The second thread integrates the financial platform or product. Technology integration cannot inhibit growth-driven development here. With a revenue-centered transaction thesis and the inability to justify the purchase on cost savings, strategic and in-depth market and growth potential research is essential to due diligence. Product engineering and roadmaps help scale technology by connecting current systems and applications and generating growth. The vision and roadmaps should be set collectively to accomplish this and retain the fintech’s distinctive expertise.
Fintech acquisitions will boost banking reforms
Valuations may flatten, making fintech targets more appealing. Integrating fintech is difficult: Unlike conventional M&A deals, 80% of tech acquisitions fail. Setting the transaction thesis, completing due diligence, and planning and implementing integrations are all art and science of merger success.
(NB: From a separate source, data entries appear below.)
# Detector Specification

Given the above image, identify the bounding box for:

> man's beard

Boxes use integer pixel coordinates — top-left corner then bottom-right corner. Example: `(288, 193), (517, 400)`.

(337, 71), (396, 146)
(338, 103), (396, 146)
Investment/Deal Thesis: Fintech acquisitions vary from bank acquisitions. Economies of scale and global growth are less important. Instead, acquirers should evaluate target markets, client demands, ecosystem participants, and technological advances. Acquiring banks must also be realistic about their growth rate, which is typically associated with technological modernization when estimating value potential. Banks judge acquisition performance by internal rate of return, whereas fintech concentrates on market share, product, and customer growth. To retain value, banks should connect their KPIs to the transaction thesis.
Pre-deal diligence should concentrate on “new” investment thesis features. These include IT and platform consequences, client segment preferences, size, and growth, competitive dynamics, risk, and possible tax and legal responsibilities.
Fintech acquisitions depend on the technology platform for technical scrutiny. Platform-centric investigation that evaluates business fit, future roadmap, development capabilities, technological maturity and flexibility, stability and performance, scalability, data security, supportability, and ecosystem integration can help make the transaction choice. This helps to acquire banks and determine the technological value and market direction. Technology fluidity necessitates market analysis.
An acquirer should also consider how consumers are changing and embracing new goods and services, and how rivals are investing in technology, channels, services, and more to match changing customer expectations. Teams must also grasp and explain the talent strategy to acquire and retain essential talents and promote culture.
Technology advances quickly, making once-attractive targets outdated. To choose the optimum integration plan, banks must understand how the fintech acquisition can benefit their long-term growth goal. Is it an acquisition to expand into new markets or to create new capabilities? This determines the form of integration: purchasing the IP, tuck-in, stand-alone, joint venture, the culture of cultures (holding company), or completely integrating while maintaining value, growth potential, and culture.
Fintechs must retain and hire Top-Notch fintech software development companies. Banks must preserve or enhance the employee value proposition and carefully describe the culture of their new acquisition to retain talent. Assessing both cultures helps uncover the united entity’s important traits (e.g., entrepreneurial, fun, risk-taking vs. averse, etc.). The merged business must also identify the major skill shortages and devise a plan to address them via internal development, recruitment, or outsourcing (“create, buy, borrow, or bot”).